Con penna convinta e rapida l’imprenditore-scrittore Matteo Bonadies regala ai suoi lettori un’altra puntata della sua abbondante produzione narrativa. Nel libro congedato l’anno scorso, Pater Familias, aveva messo in campo una serrata riflessione sulle trasformazioni dei ruoli familiari e sugli squilibri che la modernità ha portato all’interno delle nuove generazioni nei rapporti con quelle più anziane. In Anche il sole tramonta (Ed. Barrafranca, Bonfirraro 2014, pp. 135, € 15,90) Bonadies scrive un suo icastico ritratto delle contraddizioni anche molto dolorose che colpiscono tanta happy people immersa nell’impegnativa gestione del potere. Chiaro, infatti, è il disegno di questo romanzo breve, incardinato sulla figura di un vincente, Luciano Manzi, conosciuto universalmente come Lucky (nomen omen che significa appunto “fortunato”). Di Lucky, Bonadies tratteggia le tappe biografiche decisive, cogliendolo molto giovane e già impegnato nei suoi corsi universitari e in feeling perfetto con l’amica del cuore Daniela. Lucky non si accontenta dei suoi successi milanesi, sente urgere dentro un’America che da aspirazione diventa ben presto realtà sotto le spoglie geografiche di Boston. Tanto Lucky è inquieto e ambizioso quanto il suo amico più vicino, Federico, è compassato e fedele alle sue radici. Si delineano così due destini che assumeranno il volto rispettivo del perdente (Federico, ucciso più tardi da una grave malattia) e del vincente (Lucky). Ma sarà vera gloria e, soprattutto, vera felicità?
Bonadies accompagna il vincente Lucky nella sua mirabolante carriera di businessman. L’amore per l’australiana Jennifer sarà il trampolino per saltare un altro oceano e approdare a Sydney, dove diventa amministratore delegato di un’importante azienda elettronica. La vita di Lucky è assediata dal tempo (che è denaro) e dallo spazio (le distanze da coprire nella patria dei canguri). Il ménage con l’affascinante Jennifer, figlia anch’essa fortunata di un ministro australiano, diventa difficile, giacché in una vita al top occorrono altri batticuori e magari una stella dello spettacolo come Amy. La travolgente agenda di Lucky è punteggiata di appuntamenti clandestini, ma anche la moglie Jennifer, trascurata, finisce tra le braccia di Cooper, il biografo che sta ricostruendo con periodiche interviste il percorso del tycoon Lucky Manzi.
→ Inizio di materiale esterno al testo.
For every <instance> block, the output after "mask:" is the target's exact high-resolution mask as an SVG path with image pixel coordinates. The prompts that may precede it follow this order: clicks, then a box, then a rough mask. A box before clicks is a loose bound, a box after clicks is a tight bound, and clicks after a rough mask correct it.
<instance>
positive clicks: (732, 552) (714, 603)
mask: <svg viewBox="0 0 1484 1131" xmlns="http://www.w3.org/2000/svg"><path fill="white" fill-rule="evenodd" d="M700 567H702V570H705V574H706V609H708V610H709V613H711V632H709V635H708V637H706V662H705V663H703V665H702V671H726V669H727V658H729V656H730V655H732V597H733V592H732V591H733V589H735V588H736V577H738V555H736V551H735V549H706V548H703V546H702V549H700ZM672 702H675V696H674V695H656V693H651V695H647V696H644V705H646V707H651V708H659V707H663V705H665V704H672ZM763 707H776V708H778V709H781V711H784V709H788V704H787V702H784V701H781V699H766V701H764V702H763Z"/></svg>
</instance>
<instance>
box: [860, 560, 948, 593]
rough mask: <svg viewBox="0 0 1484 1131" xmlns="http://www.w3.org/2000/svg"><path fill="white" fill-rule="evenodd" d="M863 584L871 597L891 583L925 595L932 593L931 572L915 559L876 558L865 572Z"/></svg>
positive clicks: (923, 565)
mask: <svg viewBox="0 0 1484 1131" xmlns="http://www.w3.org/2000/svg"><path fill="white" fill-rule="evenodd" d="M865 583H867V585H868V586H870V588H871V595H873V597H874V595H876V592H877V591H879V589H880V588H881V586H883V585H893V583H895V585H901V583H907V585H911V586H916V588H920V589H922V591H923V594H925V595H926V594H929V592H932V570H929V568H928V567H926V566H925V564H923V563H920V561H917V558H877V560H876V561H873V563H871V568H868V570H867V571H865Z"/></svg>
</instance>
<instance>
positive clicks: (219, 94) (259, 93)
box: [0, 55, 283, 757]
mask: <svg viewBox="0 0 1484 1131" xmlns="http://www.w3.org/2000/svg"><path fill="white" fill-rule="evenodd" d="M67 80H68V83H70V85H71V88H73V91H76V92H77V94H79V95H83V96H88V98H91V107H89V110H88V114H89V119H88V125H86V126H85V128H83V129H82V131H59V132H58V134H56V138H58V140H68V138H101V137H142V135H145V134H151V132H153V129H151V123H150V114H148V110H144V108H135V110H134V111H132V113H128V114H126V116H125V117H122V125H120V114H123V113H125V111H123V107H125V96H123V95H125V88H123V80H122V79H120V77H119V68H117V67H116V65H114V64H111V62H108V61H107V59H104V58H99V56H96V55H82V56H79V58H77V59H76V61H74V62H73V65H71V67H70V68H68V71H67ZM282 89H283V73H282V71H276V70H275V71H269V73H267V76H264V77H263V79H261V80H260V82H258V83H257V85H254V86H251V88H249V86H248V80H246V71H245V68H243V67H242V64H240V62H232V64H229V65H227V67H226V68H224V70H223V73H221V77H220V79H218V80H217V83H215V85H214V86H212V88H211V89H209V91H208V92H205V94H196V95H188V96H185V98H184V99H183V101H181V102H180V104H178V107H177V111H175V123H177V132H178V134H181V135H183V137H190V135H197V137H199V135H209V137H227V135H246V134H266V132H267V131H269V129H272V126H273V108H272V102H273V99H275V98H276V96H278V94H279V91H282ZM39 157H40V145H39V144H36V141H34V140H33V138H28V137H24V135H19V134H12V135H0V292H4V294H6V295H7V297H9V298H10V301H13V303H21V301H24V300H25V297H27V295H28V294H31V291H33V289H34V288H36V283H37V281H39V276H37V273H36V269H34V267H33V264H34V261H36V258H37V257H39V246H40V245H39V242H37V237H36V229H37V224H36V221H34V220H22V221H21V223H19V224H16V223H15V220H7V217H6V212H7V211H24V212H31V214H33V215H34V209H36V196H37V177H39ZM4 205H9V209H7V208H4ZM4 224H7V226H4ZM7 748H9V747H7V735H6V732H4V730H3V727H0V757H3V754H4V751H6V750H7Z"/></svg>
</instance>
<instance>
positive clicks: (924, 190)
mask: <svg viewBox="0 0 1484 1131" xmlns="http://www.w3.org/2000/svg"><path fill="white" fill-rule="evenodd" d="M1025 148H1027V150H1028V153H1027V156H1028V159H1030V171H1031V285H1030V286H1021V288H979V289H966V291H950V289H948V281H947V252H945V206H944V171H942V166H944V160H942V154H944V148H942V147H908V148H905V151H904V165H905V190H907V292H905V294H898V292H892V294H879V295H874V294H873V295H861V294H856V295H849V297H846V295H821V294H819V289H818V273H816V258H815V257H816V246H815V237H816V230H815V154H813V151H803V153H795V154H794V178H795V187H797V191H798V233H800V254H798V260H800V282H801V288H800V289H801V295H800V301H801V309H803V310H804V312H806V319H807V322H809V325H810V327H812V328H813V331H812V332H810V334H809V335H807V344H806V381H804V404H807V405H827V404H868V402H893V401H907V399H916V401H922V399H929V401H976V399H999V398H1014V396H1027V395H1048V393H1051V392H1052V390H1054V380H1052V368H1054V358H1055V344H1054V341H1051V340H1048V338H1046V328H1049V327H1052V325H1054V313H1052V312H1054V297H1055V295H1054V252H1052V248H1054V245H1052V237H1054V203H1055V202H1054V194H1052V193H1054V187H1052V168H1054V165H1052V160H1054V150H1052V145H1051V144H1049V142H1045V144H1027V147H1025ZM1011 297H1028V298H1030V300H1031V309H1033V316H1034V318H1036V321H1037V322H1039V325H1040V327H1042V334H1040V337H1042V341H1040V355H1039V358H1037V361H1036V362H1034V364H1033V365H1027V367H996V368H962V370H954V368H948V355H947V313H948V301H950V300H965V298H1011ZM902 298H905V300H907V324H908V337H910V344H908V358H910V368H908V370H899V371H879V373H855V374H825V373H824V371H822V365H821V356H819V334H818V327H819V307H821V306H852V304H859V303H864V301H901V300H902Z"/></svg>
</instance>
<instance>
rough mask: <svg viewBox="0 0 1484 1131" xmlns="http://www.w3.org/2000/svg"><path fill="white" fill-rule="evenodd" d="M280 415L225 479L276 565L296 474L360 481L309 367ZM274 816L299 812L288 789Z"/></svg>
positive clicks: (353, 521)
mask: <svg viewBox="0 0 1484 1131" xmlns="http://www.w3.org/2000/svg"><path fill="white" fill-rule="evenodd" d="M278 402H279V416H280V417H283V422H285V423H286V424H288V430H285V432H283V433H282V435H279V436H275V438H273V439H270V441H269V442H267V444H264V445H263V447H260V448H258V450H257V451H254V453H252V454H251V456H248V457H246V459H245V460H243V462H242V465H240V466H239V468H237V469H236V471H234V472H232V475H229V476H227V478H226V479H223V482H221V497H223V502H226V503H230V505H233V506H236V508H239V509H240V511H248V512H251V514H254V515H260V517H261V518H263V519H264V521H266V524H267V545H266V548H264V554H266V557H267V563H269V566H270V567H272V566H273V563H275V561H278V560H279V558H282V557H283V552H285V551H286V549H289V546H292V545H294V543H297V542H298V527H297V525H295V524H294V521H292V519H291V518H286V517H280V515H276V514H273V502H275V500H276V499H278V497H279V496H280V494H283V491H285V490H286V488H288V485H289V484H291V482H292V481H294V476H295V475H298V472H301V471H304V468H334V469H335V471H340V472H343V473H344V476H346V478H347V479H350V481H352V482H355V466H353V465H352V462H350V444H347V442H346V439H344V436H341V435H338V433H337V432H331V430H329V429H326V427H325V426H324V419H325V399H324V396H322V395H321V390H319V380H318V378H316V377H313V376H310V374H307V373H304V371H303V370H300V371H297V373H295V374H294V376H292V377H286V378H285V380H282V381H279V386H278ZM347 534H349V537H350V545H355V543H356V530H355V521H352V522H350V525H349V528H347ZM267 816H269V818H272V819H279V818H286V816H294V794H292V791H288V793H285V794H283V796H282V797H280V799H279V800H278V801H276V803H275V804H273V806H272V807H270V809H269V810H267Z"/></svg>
Pian piano si scivola nella terza e poi nella quarta età. Cosa rimane del nostro eroe? La cavalcata narrativa di Bonadies fissa gli insulti crudeli del calendario, le svolte inequivocabili dell’uscita di scena, gli inevitabili bilanci da stendere prima del grande viaggio. Il denaro, il successo, l’ambizione non vanno d’accordo con l’amore, con l’autenticità esistenziale, col ritmo di un sano equilibrio interiore. A Lucky l’ha ricordato anche il figlio Frederik, anch’egli vincente, ma solo perché ha realizzato la sua vocazione umanistica all’università di Boston.
L’unico finale riscatto, prima che l’Alzheimer devasti la mente del protagonista, scaturisce dalla decisione di istituire una fondazione intestata al suo nome per costruire un grande ospedale e un centro di ricerca. È così che si può siglare degnamente una vita al galoppo e si può dare uno sguardo fuori dall’oblò per ricredersi sul valore dei sentimenti e su un cielo che è molto più grande delle nostre glorie terrene.